It’s 4:14 am. You just woke up. You’re lying there in bed filled with food crumbs and mango orange snow cone stains decorating your sheet. Your stomach rumbles. It’s a rugby scrum formed by drunken and dishonorable college men.

You have that taste from last night’s dinner in your mouth. You downed sauerkraut and onions decorating a low-budget hot dog with Santa Claus-red artificial coloring.

You didn’t brush your teeth before you went to bed. You rub your tongue around your teeth. It’s an excavation project. You explore whether you can yank a few floss-like sauerkraut strips from between your back molars. You don’t succeed but oh well.

While busy doing this, you ponder why you used to care about how your breath tasted and smelled. For most of your life you didn’t believe it was comfortable to go to bed without brushing your teeth. When you would forget, you would be so grossed out you would get up and brush and feel much better. You felt psychologically cleansed.

But you’ve evolved with age. They change their views of certain things such as politics, professional success, and bad breath.

So excited are you with your middle-of-the-night bad breath Beefaroni that you decide to stop brushing your teeth except for weddings and funerals.
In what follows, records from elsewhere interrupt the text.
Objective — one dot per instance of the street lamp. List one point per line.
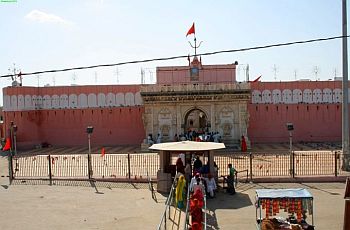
(290, 128)
(14, 128)
(89, 131)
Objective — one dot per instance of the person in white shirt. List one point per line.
(211, 185)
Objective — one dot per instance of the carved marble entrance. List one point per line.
(177, 109)
(196, 120)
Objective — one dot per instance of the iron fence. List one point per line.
(110, 166)
(141, 166)
(299, 163)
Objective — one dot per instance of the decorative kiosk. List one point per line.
(170, 152)
(295, 203)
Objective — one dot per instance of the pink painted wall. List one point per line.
(312, 122)
(67, 127)
(208, 74)
(123, 125)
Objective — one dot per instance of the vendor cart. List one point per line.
(284, 208)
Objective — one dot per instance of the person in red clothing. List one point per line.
(243, 144)
(196, 213)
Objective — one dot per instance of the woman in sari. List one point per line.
(180, 192)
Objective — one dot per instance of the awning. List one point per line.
(187, 146)
(283, 193)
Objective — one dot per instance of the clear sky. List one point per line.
(42, 35)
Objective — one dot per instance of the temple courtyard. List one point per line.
(103, 205)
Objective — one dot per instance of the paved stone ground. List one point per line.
(82, 205)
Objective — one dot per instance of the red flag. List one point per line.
(256, 80)
(103, 152)
(191, 30)
(7, 145)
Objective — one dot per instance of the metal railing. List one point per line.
(108, 167)
(168, 204)
(300, 163)
(128, 167)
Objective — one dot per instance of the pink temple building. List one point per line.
(201, 98)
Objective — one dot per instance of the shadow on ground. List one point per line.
(224, 200)
(84, 183)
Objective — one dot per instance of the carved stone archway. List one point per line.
(195, 120)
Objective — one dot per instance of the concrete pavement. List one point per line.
(82, 205)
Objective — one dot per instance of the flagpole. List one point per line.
(195, 45)
(345, 104)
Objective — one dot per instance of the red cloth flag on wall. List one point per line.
(256, 80)
(103, 152)
(191, 30)
(7, 145)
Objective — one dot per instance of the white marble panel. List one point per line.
(63, 101)
(14, 103)
(28, 104)
(120, 100)
(317, 96)
(287, 96)
(47, 104)
(337, 95)
(55, 99)
(129, 99)
(276, 96)
(256, 97)
(266, 96)
(297, 96)
(138, 99)
(20, 102)
(92, 101)
(307, 96)
(73, 101)
(82, 101)
(110, 100)
(101, 100)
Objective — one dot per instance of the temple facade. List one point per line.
(199, 98)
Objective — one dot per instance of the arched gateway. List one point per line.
(213, 103)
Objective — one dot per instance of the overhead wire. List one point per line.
(177, 57)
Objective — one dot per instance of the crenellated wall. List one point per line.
(313, 107)
(60, 115)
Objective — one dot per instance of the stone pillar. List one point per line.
(212, 117)
(178, 120)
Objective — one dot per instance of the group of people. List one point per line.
(199, 185)
(199, 136)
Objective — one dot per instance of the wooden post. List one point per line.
(50, 174)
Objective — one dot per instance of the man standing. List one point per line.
(230, 180)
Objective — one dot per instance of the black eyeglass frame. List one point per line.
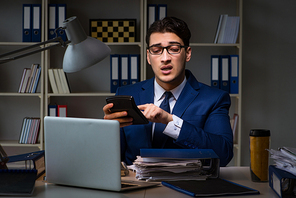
(181, 46)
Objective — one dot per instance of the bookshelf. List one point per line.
(91, 86)
(16, 106)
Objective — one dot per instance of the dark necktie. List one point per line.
(158, 137)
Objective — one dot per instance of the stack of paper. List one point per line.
(285, 159)
(152, 169)
(174, 164)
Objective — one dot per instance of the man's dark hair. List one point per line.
(172, 25)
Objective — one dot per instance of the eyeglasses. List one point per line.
(171, 49)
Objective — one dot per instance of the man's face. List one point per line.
(169, 69)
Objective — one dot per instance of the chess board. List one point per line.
(122, 30)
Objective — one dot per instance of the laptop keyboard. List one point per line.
(14, 182)
(126, 185)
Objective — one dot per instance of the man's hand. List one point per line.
(121, 117)
(155, 114)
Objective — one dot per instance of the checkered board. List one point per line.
(123, 30)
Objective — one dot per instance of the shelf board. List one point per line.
(83, 94)
(15, 143)
(124, 43)
(213, 45)
(18, 43)
(20, 94)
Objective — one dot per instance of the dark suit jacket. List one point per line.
(204, 111)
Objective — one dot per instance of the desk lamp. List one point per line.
(82, 51)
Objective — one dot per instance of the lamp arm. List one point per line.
(59, 43)
(3, 158)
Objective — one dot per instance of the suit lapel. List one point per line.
(146, 95)
(187, 96)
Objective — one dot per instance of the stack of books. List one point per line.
(58, 81)
(30, 79)
(30, 131)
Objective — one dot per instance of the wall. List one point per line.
(269, 71)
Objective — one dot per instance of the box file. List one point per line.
(162, 11)
(134, 68)
(27, 26)
(114, 72)
(151, 14)
(224, 75)
(52, 20)
(281, 182)
(234, 74)
(124, 68)
(61, 17)
(215, 71)
(36, 23)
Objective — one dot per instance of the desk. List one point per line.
(240, 175)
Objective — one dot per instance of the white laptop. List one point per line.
(85, 153)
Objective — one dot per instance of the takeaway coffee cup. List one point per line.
(259, 143)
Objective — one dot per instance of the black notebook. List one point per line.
(17, 182)
(209, 187)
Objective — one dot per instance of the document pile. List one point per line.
(285, 159)
(169, 164)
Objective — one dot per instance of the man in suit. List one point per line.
(197, 117)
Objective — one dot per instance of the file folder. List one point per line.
(52, 20)
(234, 73)
(124, 64)
(27, 26)
(152, 14)
(224, 84)
(61, 17)
(134, 68)
(32, 160)
(36, 23)
(62, 111)
(52, 110)
(282, 182)
(215, 82)
(114, 72)
(162, 11)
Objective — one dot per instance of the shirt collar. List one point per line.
(159, 91)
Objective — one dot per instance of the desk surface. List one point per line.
(240, 175)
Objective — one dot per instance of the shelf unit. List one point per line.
(15, 106)
(90, 87)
You’ve discovered it’s not so unpleasant and disturbing to wake up in the middle of the night with last night’s dinner still percolating in your mouth. It kind of tastes good. You get to enjoy the meal at dinner time and again at 4:14 am.

You think about getting up and brushing your teeth because maybe, you think, the aftertaste is too gross and hard to stop thinking about. You consider that the odor’s power might keep you from going back to sleep. You wonder whether a dab of mint-flavored Crest will calm everything down in your mouth, make things less riotous and city-dump-like. You picture bacteria sprouting in your mouth, like the pale green kind you see on bread left uneaten for eight weeks.

Your teeth may rot, you think. But rotting your teeth doesn’t faze you. It’s part of the human condition. As they age, everybody’s teeth rot. Teeth are like knees: eventually we have to get them replaced or limp around.

Your mouth feels like a blue jean bell-bottom party. There are people there, friends you don’t like and who bother you. The Red Hot Chili Peppers blare tunes so loud the neighbors called the police to investigate. In your piehole germinates a rotting gumbo of sweets, sours, and hot dog meat from the innards of a dead mammal.

And sauerkraut.

Had you not put kraut on your dog, your breath wouldn’t be nearly as stinky as it is now. If you breathed on a car, the fender would dent. If you kissed a woman, she would scream that she hates you and go take a shower. If you opened your mouth at church to sing, the priest would stop the service and tell you to leave.

You’ve been getting stellar performance reviews. Money trumps bad breath and all other types of body odor.

Even when you consumed the dog last night, it tasted wicked and crazy, like house paint mixed with olive oil, spray starch, iodine, and month-old rutabagas.

For you, bad breath is a new adventure, sort of like camping in a mud storm. For years you’ve been fending it off by brushing your teeth at least twice a day. But you’ve been looking to cut out some activities from your daily routine to spend more time enjoying life. You know your days on Earth are dwindling.

Your mouth will decay. All that will remain will be a skeleton jawbone where your mouth used to be.

So excited are you with your middle-of-the-night bad breath Beefaroni that you decide to stop brushing your teeth except for weddings and funerals.

Later that morning you go to work with your grill fuming last night’s sauerkraut. You burp. That feels pretty good.

In a work meeting it really smells rank and it’s because of you. People keep waving their hands in front of their faces to try to blow away the odor filling their nostrils. The meeting gets cut short. Nothing gets accomplished.

But you don’t care. As long as you don’t admit the pungent smell emanates from your mouth, how will anyone know? They can’t accuse you of that. If so, you could take the issue to human resources and say you’re being discriminated against for having bad breath.

“No one should have to be subjected to such ridicule,” you will tell HR. It’s your bad breath and you don’t have to brush your teeth. That’s not part of the employment contract. You’ve been getting stellar performance reviews. The company depends on your output to hit its financial targets. They will acquiesce. Money trumps bad breath and all other types of body odor.

You will leave the office and head to lunch for a pile of nachos drowned in hot peppers and onions. For dinner you down chili flooded with curry sauce.

Then you will dive into bed for another smelly night of splendor, eating a mixing bowl full of sauerkraut.